Impunity means that even at the height of nationwide scrutiny and outrage, police officers in Kenosha still felt entitled to shoot Jacob Blake, an unarmed black man, seven times in the back while his children watched, paralyzing him from the waist down.

But there is a key difference between police officers and doctors—only one of us can expect to face significant professional or legal consequences for failing to live up to our oaths. If I give penicillin to a child whom I know to be allergic, and that child later dies, I might lose my license and be sued for malpractice—or worse. All doctors accept this responsibility. It’s why we carry personal liability insurance as a requirement of our jobs. Unlike police officers, we are not indemnified by our employers—we must cover the cost of our mistakes.

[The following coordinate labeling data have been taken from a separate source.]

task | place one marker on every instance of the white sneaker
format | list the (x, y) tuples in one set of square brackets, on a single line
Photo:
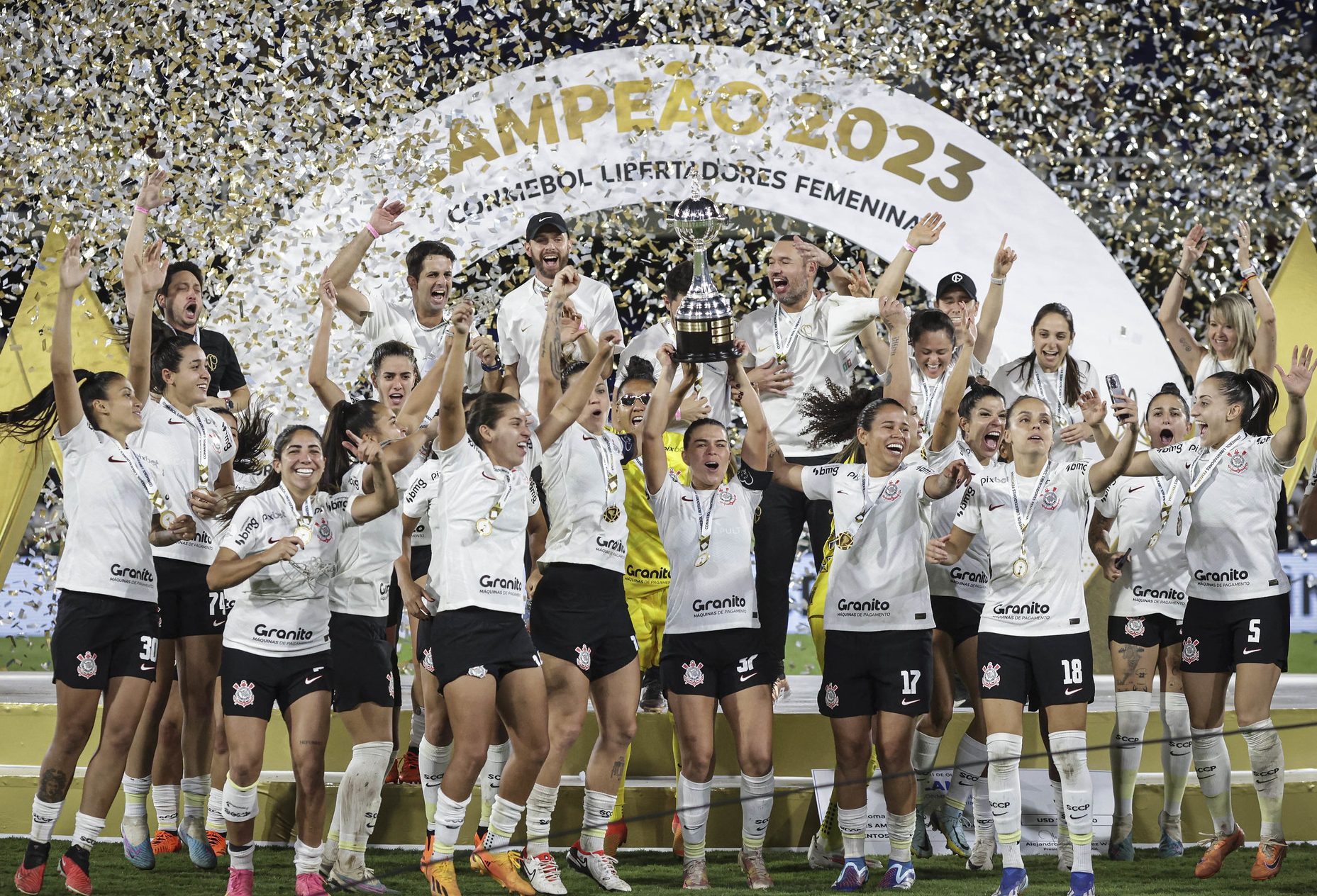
[(543, 874), (599, 866)]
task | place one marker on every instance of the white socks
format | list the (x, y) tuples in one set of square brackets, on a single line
[(756, 807), (1004, 753), (1069, 753), (693, 812), (1212, 765), (539, 817), (1267, 758)]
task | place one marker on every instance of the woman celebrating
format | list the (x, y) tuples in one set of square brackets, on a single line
[(579, 617), (1055, 378), (284, 539), (1241, 335), (711, 636), (488, 668), (1033, 634), (106, 625), (1143, 559), (1237, 616)]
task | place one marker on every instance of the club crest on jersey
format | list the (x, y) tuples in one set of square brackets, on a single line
[(693, 674), (830, 698), (86, 665)]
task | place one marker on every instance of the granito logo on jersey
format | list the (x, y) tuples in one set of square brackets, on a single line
[(693, 674), (86, 665)]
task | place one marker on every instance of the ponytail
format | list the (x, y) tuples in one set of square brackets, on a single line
[(33, 421)]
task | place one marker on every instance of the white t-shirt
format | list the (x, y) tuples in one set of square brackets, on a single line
[(576, 471), (1232, 544), (968, 576), (287, 610), (167, 441), (1151, 581), (719, 594), (468, 569), (711, 382), (804, 340), (107, 502), (521, 327), (367, 554), (1014, 382), (1050, 599), (879, 583)]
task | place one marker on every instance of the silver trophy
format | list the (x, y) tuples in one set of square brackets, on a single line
[(704, 324)]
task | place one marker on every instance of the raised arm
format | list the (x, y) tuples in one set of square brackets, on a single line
[(384, 219), (1186, 347), (318, 374), (1265, 349)]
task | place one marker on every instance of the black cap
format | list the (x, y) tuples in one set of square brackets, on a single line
[(954, 282), (545, 220)]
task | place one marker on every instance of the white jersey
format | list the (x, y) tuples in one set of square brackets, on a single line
[(1232, 544), (1152, 581), (802, 338), (367, 554), (877, 582), (107, 502), (468, 569), (968, 576), (1014, 382), (521, 327), (287, 610), (577, 471), (710, 379), (718, 594), (396, 320), (169, 442), (1049, 599)]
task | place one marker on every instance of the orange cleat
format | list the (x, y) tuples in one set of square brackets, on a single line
[(1218, 849)]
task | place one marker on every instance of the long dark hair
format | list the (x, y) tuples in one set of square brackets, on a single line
[(273, 478), (33, 421), (355, 416), (1240, 388), (1072, 378)]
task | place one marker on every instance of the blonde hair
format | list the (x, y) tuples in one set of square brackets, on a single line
[(1235, 312)]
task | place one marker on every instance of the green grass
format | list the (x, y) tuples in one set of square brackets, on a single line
[(651, 873)]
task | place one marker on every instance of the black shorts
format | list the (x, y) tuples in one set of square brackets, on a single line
[(99, 639), (580, 616), (1220, 634), (479, 642), (187, 608), (1151, 630), (362, 671), (713, 663), (1037, 670), (957, 616), (865, 673), (252, 685)]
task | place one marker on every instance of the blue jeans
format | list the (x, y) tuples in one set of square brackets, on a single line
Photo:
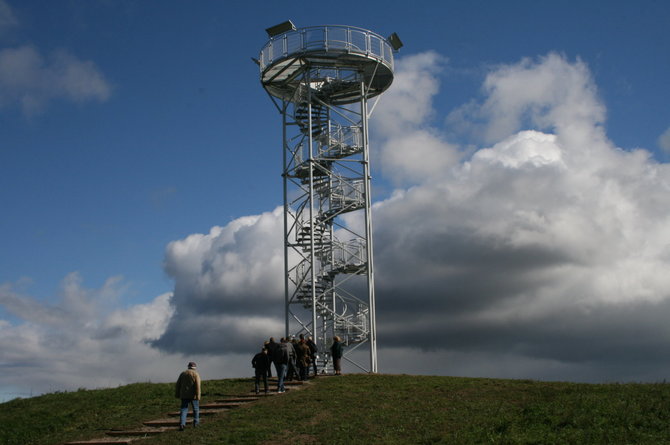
[(281, 371), (184, 411)]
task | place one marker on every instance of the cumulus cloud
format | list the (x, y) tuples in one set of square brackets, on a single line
[(405, 139), (229, 286), (8, 19), (664, 140), (541, 255), (548, 247), (542, 94), (82, 340), (30, 80)]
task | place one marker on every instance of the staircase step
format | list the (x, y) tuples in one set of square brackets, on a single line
[(136, 433), (221, 405), (101, 442), (162, 423), (238, 399)]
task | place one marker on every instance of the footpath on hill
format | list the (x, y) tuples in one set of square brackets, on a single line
[(170, 422)]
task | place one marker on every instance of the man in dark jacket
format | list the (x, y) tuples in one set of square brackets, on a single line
[(261, 364), (312, 353), (281, 359), (336, 352), (272, 346), (188, 390)]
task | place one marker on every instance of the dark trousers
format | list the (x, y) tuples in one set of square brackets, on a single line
[(261, 375)]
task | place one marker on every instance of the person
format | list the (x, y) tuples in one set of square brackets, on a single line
[(261, 364), (281, 359), (188, 390), (272, 348), (302, 352), (312, 353), (265, 346), (291, 368), (336, 353)]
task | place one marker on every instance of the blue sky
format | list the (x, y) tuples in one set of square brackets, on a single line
[(125, 126)]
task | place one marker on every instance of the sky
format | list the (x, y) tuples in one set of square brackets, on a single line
[(521, 190)]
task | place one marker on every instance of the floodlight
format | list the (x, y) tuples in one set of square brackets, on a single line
[(281, 28), (395, 41)]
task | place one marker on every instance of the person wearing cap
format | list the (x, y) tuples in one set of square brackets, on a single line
[(188, 390)]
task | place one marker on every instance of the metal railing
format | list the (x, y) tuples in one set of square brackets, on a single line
[(335, 38)]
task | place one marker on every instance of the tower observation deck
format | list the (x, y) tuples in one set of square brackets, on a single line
[(321, 79)]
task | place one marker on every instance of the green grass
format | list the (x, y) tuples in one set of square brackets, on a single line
[(366, 409)]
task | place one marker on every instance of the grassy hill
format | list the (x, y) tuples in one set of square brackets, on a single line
[(363, 409)]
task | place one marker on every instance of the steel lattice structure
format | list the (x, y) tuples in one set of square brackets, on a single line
[(321, 79)]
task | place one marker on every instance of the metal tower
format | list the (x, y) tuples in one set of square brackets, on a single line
[(320, 79)]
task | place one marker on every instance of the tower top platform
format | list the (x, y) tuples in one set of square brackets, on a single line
[(336, 59)]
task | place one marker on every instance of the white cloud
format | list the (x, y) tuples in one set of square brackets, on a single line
[(664, 140), (82, 340), (30, 81), (8, 19), (410, 150), (228, 285), (542, 255), (549, 93), (543, 252)]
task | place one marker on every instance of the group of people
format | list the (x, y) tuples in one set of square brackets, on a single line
[(291, 358)]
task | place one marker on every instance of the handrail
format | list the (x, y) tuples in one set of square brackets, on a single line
[(328, 38)]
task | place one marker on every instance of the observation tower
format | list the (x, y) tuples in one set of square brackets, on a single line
[(322, 79)]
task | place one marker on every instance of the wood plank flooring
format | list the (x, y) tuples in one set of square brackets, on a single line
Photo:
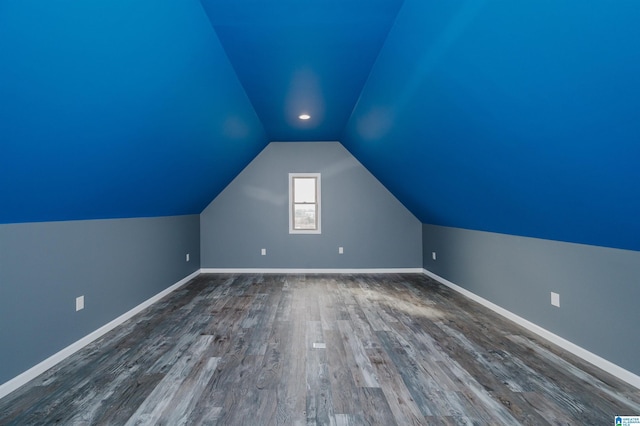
[(389, 349)]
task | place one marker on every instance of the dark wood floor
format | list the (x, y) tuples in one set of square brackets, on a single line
[(320, 349)]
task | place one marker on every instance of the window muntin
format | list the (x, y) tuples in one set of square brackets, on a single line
[(304, 203)]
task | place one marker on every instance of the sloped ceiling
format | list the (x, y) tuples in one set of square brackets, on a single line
[(302, 57), (512, 117), (116, 108)]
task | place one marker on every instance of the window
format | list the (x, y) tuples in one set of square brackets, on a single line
[(304, 203)]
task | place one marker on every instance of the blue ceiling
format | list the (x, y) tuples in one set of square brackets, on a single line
[(514, 117), (302, 57)]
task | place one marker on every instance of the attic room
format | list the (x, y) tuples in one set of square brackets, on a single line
[(476, 183)]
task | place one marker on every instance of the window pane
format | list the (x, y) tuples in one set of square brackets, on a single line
[(304, 216), (304, 190)]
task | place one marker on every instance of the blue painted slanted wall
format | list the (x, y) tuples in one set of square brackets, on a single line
[(113, 109), (512, 117)]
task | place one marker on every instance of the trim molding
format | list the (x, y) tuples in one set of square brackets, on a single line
[(35, 371), (594, 359), (311, 271)]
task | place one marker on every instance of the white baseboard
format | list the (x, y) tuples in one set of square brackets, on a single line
[(311, 271), (35, 371), (594, 359)]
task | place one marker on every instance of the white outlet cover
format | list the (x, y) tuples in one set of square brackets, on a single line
[(79, 303)]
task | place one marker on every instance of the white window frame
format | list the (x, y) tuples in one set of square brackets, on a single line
[(318, 229)]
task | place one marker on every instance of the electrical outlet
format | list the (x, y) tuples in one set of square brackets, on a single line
[(79, 303)]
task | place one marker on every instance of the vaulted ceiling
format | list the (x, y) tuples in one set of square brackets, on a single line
[(512, 117)]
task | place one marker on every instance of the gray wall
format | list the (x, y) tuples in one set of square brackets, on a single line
[(115, 264), (599, 287), (358, 213)]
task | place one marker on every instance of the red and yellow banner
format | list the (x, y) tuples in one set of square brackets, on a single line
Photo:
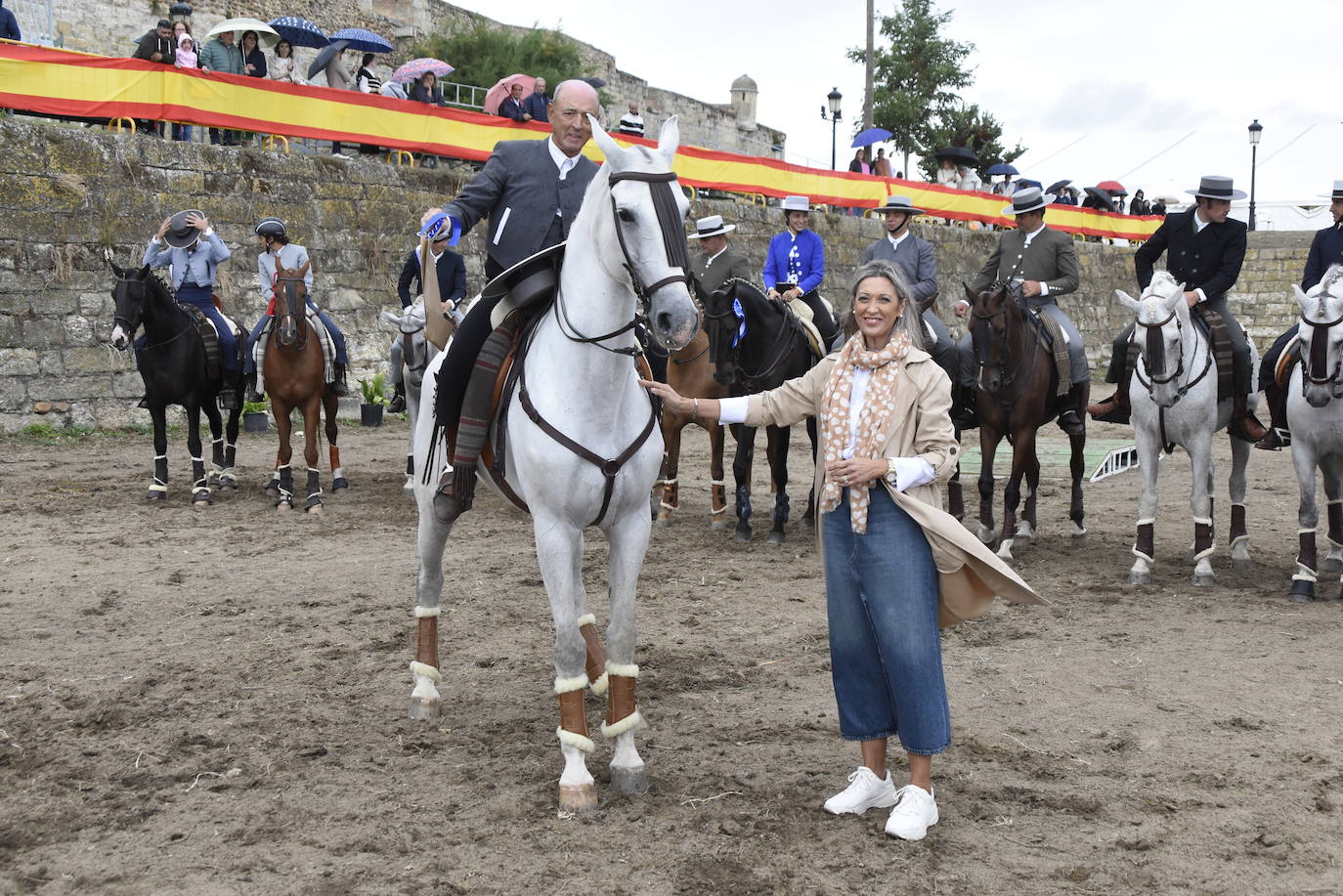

Because of qualified immunity, a police officer doesn’t have to worry about those kinds of repercussions. Take the example of the Athol police officer who encountered a woman in a manic state on the street. She had recently escaped from a hospital where she was being treated for bipolar disorder. The officer, who outweighed the woman by 75 pounds, tackled her to the ground and tased her in the back when she refused to be handcuffed. A federal court found that the officer might well have used excessive force, but because there was no prior case that was similar enough, the court said the officer could not have known that his actions would be a violation of the woman’s rights.

As a doctor, I don’t need the law to tell me that tackling a mentally ill patient to the ground and tasing her in the back is wrong. But what if medical professionals could rely on the same kind of excessive legal protection? What if we had qualified immunity?

Imagine that you’re a patient, and you’ve just woken up from surgery to find that your doctor has amputated the wrong leg. As unlikely as it might seem, it’s happened before. In 1996, a Florida surgeon realized, with less than optimal timing, that he had failed to confirm the site of his procedure. He was supposed to amputate the patient’s right leg below the knee, but it was too late—he was already severing the left. The patient, understandably upset, sued, and received a $900,000 settlement.

But what if a judge stopped the patient’s lawsuit in its tracks? What if the judge ruled that the case was so unusual, so unprecedented, that the doctor could not have possibly known that he should confirm the site of amputation? After all, the details were a little murky—a blackboard announcing surgeries for that day also listed the wrong leg, and although the patient’s consent form had the correct limb, until this incident doctors were not required to check these forms. The doctor might well have been in the wrong, but nobody had ever been punished for this exact mistake before, so it wasn’t “clearly established.” Case dismissed—before it even starts.

I shudder to think what would happen to my profession, to the trust between patients and caregivers, if people couldn’t seek justice in our courts for clear cases of malpractice. Doctors are cautious by nature—we don’t want to hurt our patients—but immunity breeds impunity, and a patient’s right to sue is not only an innate part of their humanity, but also a safeguard against complacency and carelessness.

Impunity means that even at the height of nationwide scrutiny and outrage, police officers in Kenosha still felt entitled to shoot Jacob Blake, an unarmed black man, seven times in the back while his children watched, paralyzing him from the waist down. If those officers get qualified immunity, Blake will be left—like other victims who were denied justice—to pay for his own medical costs for the rest of his life.

Police unions often tout the professionalism of their members. As fellow professionals committed to community wellbeing, they must see that erecting barriers to accountability, allowing someone to escape the consequences of their actions, is unacceptable. Qualified immunity must go.

Jeanette Callahan

Jeanette Callahan is a pediatrician who works for Cambridge Health Alliance and the Justice Resource Institute’s DYS juvenile detention center in Middleton.